The insurance available under a D&O insurance policy does not protect insured individuals for all of their activities; rather, the policy protects the individuals only for their actions undertaken in their capacities as officer or directors of the insured organization. The policy does not protect the individuals for actions undertaken in their personal capacity or for actions undertaken as a result of their involvement with entities other than the insured organization.
A recent decision out of the District of North Dakota and applying North Dakota law illustrates the coverage-determinative importance of the question of capacity. In an October 3, 2017 opinion (here), District of North Dakota Judge Daniel Hovland held that because the allegations against the individual who was seeking coverage did not involve alleged actions undertaken in an insured capacity, the individual was not entitled to coverage under the policy. The ruling underscores the importance of capacity issues and also highlights how challenging these issues can sometimes be when individuals are acting in multiple capacities.

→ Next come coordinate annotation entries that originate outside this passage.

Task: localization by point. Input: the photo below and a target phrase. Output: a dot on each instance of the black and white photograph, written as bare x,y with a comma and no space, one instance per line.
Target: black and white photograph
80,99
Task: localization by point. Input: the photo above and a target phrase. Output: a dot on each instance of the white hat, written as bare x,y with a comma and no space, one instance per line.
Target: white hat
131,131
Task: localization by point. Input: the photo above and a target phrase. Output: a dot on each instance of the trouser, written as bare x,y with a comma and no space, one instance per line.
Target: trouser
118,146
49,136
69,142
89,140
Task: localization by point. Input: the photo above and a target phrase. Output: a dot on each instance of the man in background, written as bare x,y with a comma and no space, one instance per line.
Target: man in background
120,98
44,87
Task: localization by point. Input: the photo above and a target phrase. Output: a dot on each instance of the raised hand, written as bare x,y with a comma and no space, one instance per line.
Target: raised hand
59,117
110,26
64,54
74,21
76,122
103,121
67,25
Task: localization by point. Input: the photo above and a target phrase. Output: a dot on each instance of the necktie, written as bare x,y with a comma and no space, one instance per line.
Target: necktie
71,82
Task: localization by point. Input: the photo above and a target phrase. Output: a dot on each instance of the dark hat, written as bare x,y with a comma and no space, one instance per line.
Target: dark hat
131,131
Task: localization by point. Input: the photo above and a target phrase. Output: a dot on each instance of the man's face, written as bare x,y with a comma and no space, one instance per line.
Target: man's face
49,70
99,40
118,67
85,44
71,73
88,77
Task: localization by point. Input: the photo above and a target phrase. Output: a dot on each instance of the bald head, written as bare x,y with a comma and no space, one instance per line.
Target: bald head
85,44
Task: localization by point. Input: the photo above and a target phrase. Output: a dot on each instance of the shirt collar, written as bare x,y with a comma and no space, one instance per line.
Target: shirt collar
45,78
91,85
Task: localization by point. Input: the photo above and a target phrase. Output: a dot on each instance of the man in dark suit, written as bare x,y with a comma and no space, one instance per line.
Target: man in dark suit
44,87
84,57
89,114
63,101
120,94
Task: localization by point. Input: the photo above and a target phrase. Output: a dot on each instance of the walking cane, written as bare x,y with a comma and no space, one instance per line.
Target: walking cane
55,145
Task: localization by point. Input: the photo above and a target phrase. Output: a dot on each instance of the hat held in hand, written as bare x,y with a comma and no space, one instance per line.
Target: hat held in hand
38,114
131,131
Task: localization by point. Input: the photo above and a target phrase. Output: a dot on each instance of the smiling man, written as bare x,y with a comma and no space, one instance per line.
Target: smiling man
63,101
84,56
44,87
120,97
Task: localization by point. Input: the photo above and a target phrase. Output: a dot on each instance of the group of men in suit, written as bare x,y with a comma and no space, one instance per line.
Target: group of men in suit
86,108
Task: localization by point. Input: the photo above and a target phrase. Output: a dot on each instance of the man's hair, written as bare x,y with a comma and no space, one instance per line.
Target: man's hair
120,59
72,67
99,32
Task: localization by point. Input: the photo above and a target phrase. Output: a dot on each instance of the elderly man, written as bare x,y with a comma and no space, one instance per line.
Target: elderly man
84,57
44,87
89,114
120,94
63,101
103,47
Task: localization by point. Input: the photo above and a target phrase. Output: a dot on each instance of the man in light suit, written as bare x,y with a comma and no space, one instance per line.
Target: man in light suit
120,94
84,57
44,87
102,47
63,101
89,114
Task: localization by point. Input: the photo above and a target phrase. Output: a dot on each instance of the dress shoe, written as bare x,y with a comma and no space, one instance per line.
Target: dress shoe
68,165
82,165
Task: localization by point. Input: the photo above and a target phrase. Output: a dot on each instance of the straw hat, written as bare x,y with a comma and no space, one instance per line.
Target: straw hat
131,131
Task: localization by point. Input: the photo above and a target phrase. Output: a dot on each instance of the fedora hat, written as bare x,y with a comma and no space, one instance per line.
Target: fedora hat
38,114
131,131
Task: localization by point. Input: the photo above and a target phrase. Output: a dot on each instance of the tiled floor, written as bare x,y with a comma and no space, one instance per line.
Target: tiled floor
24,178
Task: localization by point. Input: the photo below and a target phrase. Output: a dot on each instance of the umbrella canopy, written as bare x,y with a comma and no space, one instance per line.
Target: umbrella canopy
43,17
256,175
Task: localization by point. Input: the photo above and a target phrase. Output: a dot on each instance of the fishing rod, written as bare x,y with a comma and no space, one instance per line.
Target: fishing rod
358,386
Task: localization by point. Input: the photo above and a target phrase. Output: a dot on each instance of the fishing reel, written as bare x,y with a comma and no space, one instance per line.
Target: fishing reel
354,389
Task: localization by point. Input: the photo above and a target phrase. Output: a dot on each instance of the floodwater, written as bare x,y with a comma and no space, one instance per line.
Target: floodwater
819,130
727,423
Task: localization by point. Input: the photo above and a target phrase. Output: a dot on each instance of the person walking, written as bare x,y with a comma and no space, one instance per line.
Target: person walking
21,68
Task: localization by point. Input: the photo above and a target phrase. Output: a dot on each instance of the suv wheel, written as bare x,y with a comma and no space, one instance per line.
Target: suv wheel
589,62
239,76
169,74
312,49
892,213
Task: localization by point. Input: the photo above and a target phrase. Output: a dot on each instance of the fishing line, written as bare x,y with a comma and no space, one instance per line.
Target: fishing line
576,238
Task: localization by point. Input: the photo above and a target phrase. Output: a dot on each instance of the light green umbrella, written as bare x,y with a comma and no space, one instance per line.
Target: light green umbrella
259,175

This insurance dispute involves a D&O insurance policy issued to Eagle Operating Company. The policy’s coverage extended to “subsidiaries” of Eagle Operating Company. Endorsement No. 2 to the policy defined as “subsidiaries” several entities include Eagle Well Service, Star Well Services and MW Industries. Endorsement No. 9 to the policy deleted Endorsement No. 2, and Endorsement No. 10 named only two entities as “subsidiaries,” Star Well Services and MW Industries. The parties in the subsequent insurance coverage action disputed whether Endorsements Nos. 9 and 10 were properly added to the policy; the court ultimately ruled in the coverage action without deciding whether or not Endorsements Nos. 9 and 10 were properly added to the policy.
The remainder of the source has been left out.